Chad’s new military junta on Monday named a transitional prime minister, appointing a distant runner-up in presidential polls a week after veteran leader Idriss Deby Itno died fighting rebels.

Albert Pahimi Padacke was the last premier under Deby, whose shock death triggered the creation of a so-called Transitional Military Council (TMC) headed by his son, 37-year-old Mahamat Idriss Deby.

Pahimi Padacke will lead a government whose members will be named or revoked by the younger Deby, according to a 95-article “Transition Charter” published last Wednesday that supersedes the constitution.

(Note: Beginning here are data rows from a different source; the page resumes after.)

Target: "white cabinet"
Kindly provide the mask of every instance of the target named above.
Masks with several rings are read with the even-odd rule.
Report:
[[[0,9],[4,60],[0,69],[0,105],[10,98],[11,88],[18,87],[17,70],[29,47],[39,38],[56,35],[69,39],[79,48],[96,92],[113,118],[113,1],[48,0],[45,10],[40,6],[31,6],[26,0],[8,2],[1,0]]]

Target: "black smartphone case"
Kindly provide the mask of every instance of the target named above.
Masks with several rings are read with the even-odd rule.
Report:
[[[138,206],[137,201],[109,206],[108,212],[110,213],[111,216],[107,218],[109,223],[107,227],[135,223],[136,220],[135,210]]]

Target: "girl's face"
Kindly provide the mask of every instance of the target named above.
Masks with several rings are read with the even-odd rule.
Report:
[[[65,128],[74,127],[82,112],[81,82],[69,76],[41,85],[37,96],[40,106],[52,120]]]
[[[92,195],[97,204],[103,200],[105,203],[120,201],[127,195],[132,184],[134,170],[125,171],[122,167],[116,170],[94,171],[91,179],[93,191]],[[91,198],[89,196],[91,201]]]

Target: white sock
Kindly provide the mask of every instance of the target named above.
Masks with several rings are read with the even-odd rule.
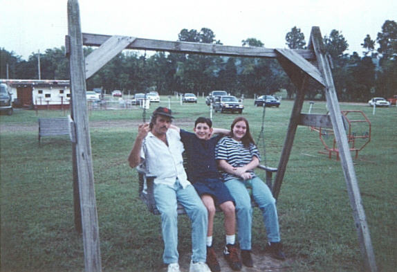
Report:
[[[236,235],[226,235],[226,244],[234,244],[236,242]]]

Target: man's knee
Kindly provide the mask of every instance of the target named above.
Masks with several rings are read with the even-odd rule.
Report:
[[[214,205],[207,205],[205,206],[207,208],[207,211],[208,212],[208,216],[214,216],[216,212],[216,208]]]

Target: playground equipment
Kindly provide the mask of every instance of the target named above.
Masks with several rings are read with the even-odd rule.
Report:
[[[356,152],[355,158],[357,159],[358,152],[371,141],[371,122],[362,111],[341,111],[341,113],[349,150]],[[320,139],[326,150],[320,151],[319,153],[328,154],[329,158],[335,153],[336,160],[338,161],[339,148],[333,129],[316,127],[311,127],[311,129],[318,132]]]

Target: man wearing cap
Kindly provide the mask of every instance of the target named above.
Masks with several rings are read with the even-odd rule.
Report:
[[[179,134],[168,129],[173,118],[170,109],[159,107],[153,112],[149,124],[139,125],[128,161],[131,167],[135,167],[145,161],[147,173],[156,176],[154,199],[161,215],[163,259],[168,264],[167,271],[180,271],[177,249],[178,201],[192,221],[192,255],[190,271],[210,272],[205,264],[207,209],[187,181],[183,164],[183,145]]]

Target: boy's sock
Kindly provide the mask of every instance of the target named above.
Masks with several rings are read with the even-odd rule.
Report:
[[[236,235],[226,235],[226,244],[234,244],[236,242]]]
[[[207,236],[207,246],[212,246],[212,236]]]

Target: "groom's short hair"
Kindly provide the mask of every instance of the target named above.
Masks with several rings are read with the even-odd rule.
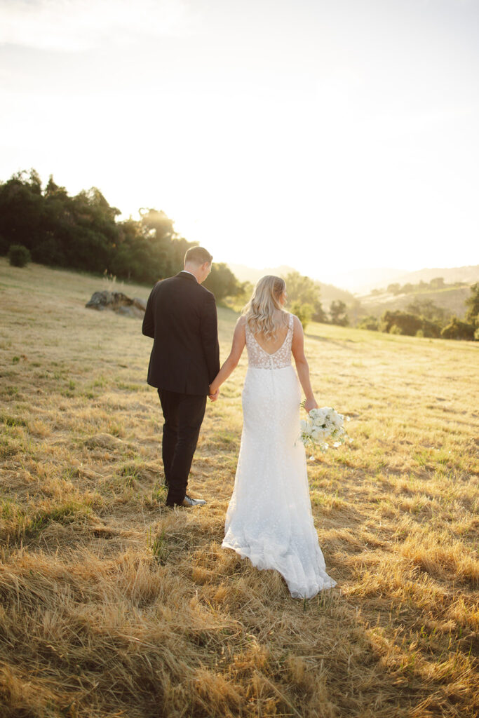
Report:
[[[213,261],[213,255],[210,254],[207,249],[204,247],[190,247],[190,249],[187,249],[186,254],[185,255],[185,264],[190,262],[191,264],[197,264],[200,266],[200,264],[204,264],[205,262],[208,262],[208,264],[211,264]]]

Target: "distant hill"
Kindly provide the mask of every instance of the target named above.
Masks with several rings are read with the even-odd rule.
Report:
[[[422,281],[429,282],[437,276],[443,277],[446,284],[453,284],[455,281],[465,281],[468,284],[473,284],[474,282],[479,281],[479,264],[465,267],[419,269],[417,271],[401,274],[394,281],[399,281],[400,284],[405,284],[406,282],[417,284]]]
[[[388,284],[399,282],[406,284],[419,284],[419,281],[429,282],[437,276],[444,277],[447,284],[455,281],[465,281],[473,284],[479,281],[479,264],[462,267],[433,267],[406,271],[393,269],[391,267],[381,269],[359,269],[350,271],[338,272],[331,278],[337,286],[342,286],[359,294],[366,294],[372,289],[386,289]]]
[[[255,269],[254,267],[248,267],[246,264],[230,264],[228,267],[233,274],[238,277],[240,281],[251,281],[252,284],[256,284],[259,279],[261,279],[265,274],[274,274],[276,276],[284,276],[289,272],[296,271],[293,267],[289,267],[286,264],[279,267],[265,267],[264,269]]]
[[[297,271],[293,267],[283,264],[279,267],[266,267],[264,269],[255,269],[248,267],[246,264],[228,264],[228,265],[233,274],[235,274],[240,281],[251,281],[255,284],[259,279],[261,279],[265,274],[274,274],[276,276],[286,276],[290,272]],[[314,279],[312,277],[312,279]],[[355,302],[355,298],[350,292],[345,289],[340,289],[333,284],[327,284],[322,281],[315,280],[321,288],[321,302],[323,308],[327,309],[330,303],[334,300],[344,302],[350,306]]]
[[[420,281],[420,279],[418,279],[417,281]],[[448,309],[452,314],[462,318],[465,314],[466,311],[464,302],[470,295],[470,286],[468,286],[445,287],[443,289],[431,289],[427,292],[411,292],[410,294],[396,296],[383,292],[381,294],[368,294],[366,297],[358,297],[358,299],[359,299],[361,307],[366,311],[366,313],[373,316],[378,317],[386,309],[405,309],[408,304],[419,299],[421,302],[429,300],[434,302],[437,307]]]

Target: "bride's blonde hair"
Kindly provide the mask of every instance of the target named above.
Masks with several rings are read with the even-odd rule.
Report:
[[[280,276],[266,274],[258,281],[241,312],[253,334],[262,333],[266,340],[276,339],[276,331],[287,324],[286,312],[279,302],[285,289],[286,284]]]

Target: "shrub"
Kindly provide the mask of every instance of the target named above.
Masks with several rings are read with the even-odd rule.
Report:
[[[461,322],[457,317],[452,317],[452,321],[445,327],[441,332],[443,339],[474,339],[474,326],[467,322]]]
[[[359,329],[368,329],[373,332],[377,332],[379,329],[378,320],[376,317],[364,317],[358,325]]]
[[[30,253],[23,244],[11,244],[6,256],[14,267],[24,267],[32,261]]]

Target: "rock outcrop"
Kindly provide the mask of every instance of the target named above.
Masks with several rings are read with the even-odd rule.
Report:
[[[90,309],[97,309],[98,312],[110,309],[126,317],[137,317],[139,319],[143,319],[147,302],[138,297],[131,299],[121,292],[95,292],[91,295],[90,302],[85,306]]]

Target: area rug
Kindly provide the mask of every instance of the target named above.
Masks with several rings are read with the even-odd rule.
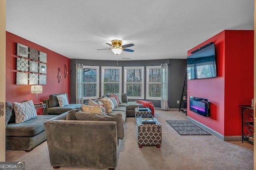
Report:
[[[211,135],[189,121],[166,121],[180,135]]]

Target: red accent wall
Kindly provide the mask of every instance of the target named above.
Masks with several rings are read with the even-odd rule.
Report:
[[[188,81],[188,95],[212,103],[211,117],[188,116],[224,136],[241,136],[241,108],[254,94],[254,31],[224,30],[188,51],[215,43],[217,77]],[[188,103],[188,107],[189,107]]]
[[[66,93],[70,96],[69,74],[64,78],[64,67],[66,65],[69,72],[70,59],[49,49],[6,32],[6,101],[20,102],[32,99],[34,103],[36,103],[35,94],[31,93],[32,85],[18,85],[15,84],[16,43],[18,43],[28,47],[45,53],[47,55],[46,63],[46,84],[43,86],[43,93],[38,94],[38,101],[48,99],[52,94]],[[58,68],[60,67],[62,77],[58,83]]]

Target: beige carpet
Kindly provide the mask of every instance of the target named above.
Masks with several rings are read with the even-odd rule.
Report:
[[[224,142],[213,135],[181,136],[166,121],[186,120],[184,113],[156,110],[155,115],[162,125],[161,148],[139,148],[135,118],[127,118],[125,137],[121,143],[116,170],[253,169],[252,144],[241,141]],[[7,150],[6,161],[25,161],[26,170],[53,169],[46,141],[28,153]]]

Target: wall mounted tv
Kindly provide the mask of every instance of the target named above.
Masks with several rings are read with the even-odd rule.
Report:
[[[214,43],[210,43],[191,53],[187,57],[188,79],[217,77]]]

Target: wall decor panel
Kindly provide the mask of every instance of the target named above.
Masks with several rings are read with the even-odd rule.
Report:
[[[29,48],[29,58],[33,60],[38,61],[39,51],[36,49]]]
[[[29,84],[38,84],[38,75],[36,74],[29,74]]]
[[[16,84],[27,85],[28,73],[21,72],[16,72]]]
[[[29,71],[32,73],[38,72],[38,63],[33,61],[29,61]]]
[[[39,63],[39,73],[43,74],[46,73],[46,65],[43,63]]]
[[[20,57],[28,58],[28,47],[19,43],[17,43],[16,55]]]
[[[39,61],[43,63],[47,62],[47,55],[42,51],[39,51]]]
[[[16,69],[28,71],[28,60],[19,57],[17,57],[16,59]]]
[[[42,74],[39,75],[39,84],[40,85],[46,85],[46,75]]]

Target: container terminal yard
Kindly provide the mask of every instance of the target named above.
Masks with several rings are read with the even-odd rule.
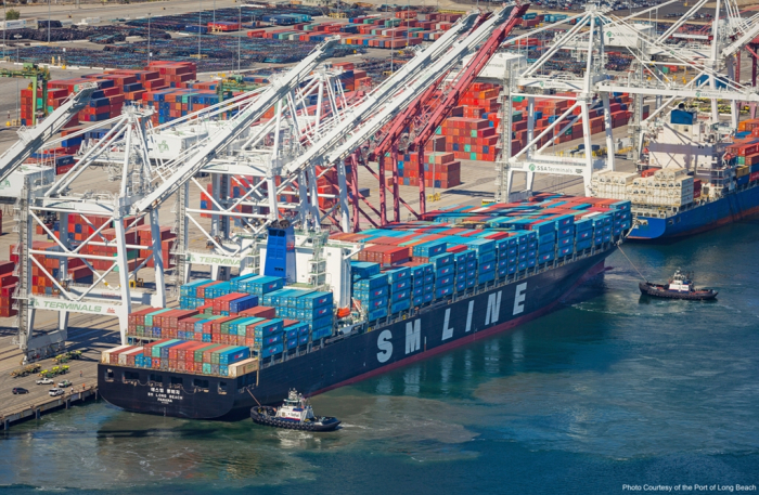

The government will oversee a transition period of 18 months leading to “free and democratic elections,” under the charter.

The TMC groups 15 generals seen as the closest to the late president, who won praise abroad for his leadership fighting jihadists in the vast and volatile Sahel.

Pahimi Padacke was credited with just over 10% of the vote in the April 11 elections, whose landslide victory by Deby was in little doubt.

Opposition leader Saleh Kebzabo cautiously welcomed the appointment, saying: “We are in an unusual political situation… we wish him a lot of success.”

“All Chadians must come together in this difficult period,” Kebzabo said.

“We should have had a civilian president first, followed by the appointment of a civilian prime minister,” said Succes Masra, head of The Transformers opposition movement.

His organisation called for Chadians to “come out en masse” on Tuesday to demand the TMC step down and to protest at France’s ‘negative interference” in Chad.

Pahami Padacke had presented himself during the campaign as independent, calling for Deby’s departure while praising the veteran leader’s “bravery”.

“The only courage he lacks is that of accepting a peaceful transfer of power,” he said at one campaign rally.

Deby, who was 68, had led the former French colony with an iron fist for three decades, winning six successive elections.

Pahimi Padacke was his prime minister from 2016 to 2018, when the president eliminated the post as part of moves to consolidate power.

The opposition branded the accession of Deby’s son as head of a military council an “institutional coup”.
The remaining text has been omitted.